Oh look, I managed to torture a significant result out of the data. See above as to why this is cheating. But also, probably reach for Fisher's exact test first. Also, we could have gone for a z test of independence of proportions---google it if you're curious.

## Paired data¶

The hypothetical test I described doesn't quite match the examples given in many of our housing discrimination cases. Often, these organizations use paired/matched testers instead. That is, they send one black person and one white person close together in time, and where they match on everything else that might be relevant to the landlord (income, number of pets, general personality and good looks, etc.)

This violates one of the assumptions of both the standard t-test and the chi-squared/fisher tests, namely that the samples are independent. But we have tests for this purpose too, including the paired t-test and McNemar's test. (I didn't cover McNemar's test in the catalogue of hypothesis tests, but it's the equivalent of the chi-squared test for paired data.) I'll also break out the Wilcoxon signed-rank test, discussed at the end of the catalogue of hypothesis tests, just because I can.

Rather than simulate new data, let's just change the assumption of our implicit data. Let's assume they were paired, and that the pairings correspond to equivalent positions in the subsets of the DataFrame we already have (i.e., that the first white person was paired with the first black person, and so forth).

In [16]:
t, p = stats.ttest_rel(df[df.race == "white"].rent, df[df.race == "black"].rent)

In [17]:
print(p)

3.608791002314423e-08


Mcnemar's test is buried in statsmodels, and it has a really obnoxious API that doesn't take Pandas dataframes, and returns some idiotic object called a "bunch." It's very annoying.
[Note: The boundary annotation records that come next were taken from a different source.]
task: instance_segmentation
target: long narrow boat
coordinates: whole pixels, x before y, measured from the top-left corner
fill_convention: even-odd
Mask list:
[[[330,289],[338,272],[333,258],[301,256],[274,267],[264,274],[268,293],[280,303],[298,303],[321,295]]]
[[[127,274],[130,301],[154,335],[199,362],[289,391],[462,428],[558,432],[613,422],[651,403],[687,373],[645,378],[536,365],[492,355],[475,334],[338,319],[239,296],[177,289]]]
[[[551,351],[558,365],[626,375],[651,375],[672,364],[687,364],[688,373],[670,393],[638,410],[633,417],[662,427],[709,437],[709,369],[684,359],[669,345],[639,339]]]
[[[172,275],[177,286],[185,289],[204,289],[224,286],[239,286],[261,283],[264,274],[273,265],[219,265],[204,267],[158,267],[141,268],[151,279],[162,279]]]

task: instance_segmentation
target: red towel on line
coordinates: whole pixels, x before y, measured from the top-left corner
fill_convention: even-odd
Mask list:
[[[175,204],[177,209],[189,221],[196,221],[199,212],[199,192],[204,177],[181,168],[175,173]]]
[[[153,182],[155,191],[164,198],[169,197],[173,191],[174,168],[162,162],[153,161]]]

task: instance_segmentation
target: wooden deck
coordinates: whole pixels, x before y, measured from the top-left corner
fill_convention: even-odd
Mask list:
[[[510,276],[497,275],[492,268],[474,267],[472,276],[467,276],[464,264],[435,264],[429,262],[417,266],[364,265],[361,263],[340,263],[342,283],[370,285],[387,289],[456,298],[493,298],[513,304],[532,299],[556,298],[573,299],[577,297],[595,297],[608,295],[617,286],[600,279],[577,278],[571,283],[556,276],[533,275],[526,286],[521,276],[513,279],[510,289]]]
But we can work with it.

(Note: if you actually find yourself doing this kind of research on a regular basis, I'd probably recommend switching from Python to R; as a language it's better suited to this kind of bread-and-butter statistics, although less well-suited to lots of the other stuff we do in this class. Once you understand Python, it's pretty easy to learn R.)

In [18]:
from statsmodels.stats.contingency_tables import mcnemar
print(mcnemar(np.array(crosstab)))

pvalue      0.26684570312499983
statistic   4.0

In [19]:
statistic, p = stats.wilcoxon(df[df.race == "white"].rent, df[df.race == "black"].rent)

In [20]:
print(p)

0.0001032027839634719


Again we see that we have more convincing evidence for a difference in rents than for a difference in application-offering rates. Looks good enough to file suit to me...

Now I'm going to save this dataset, so I can make you figure out how to work with it in class!

In [21]:
df.to_csv("simulated_housing_test.csv", index=False)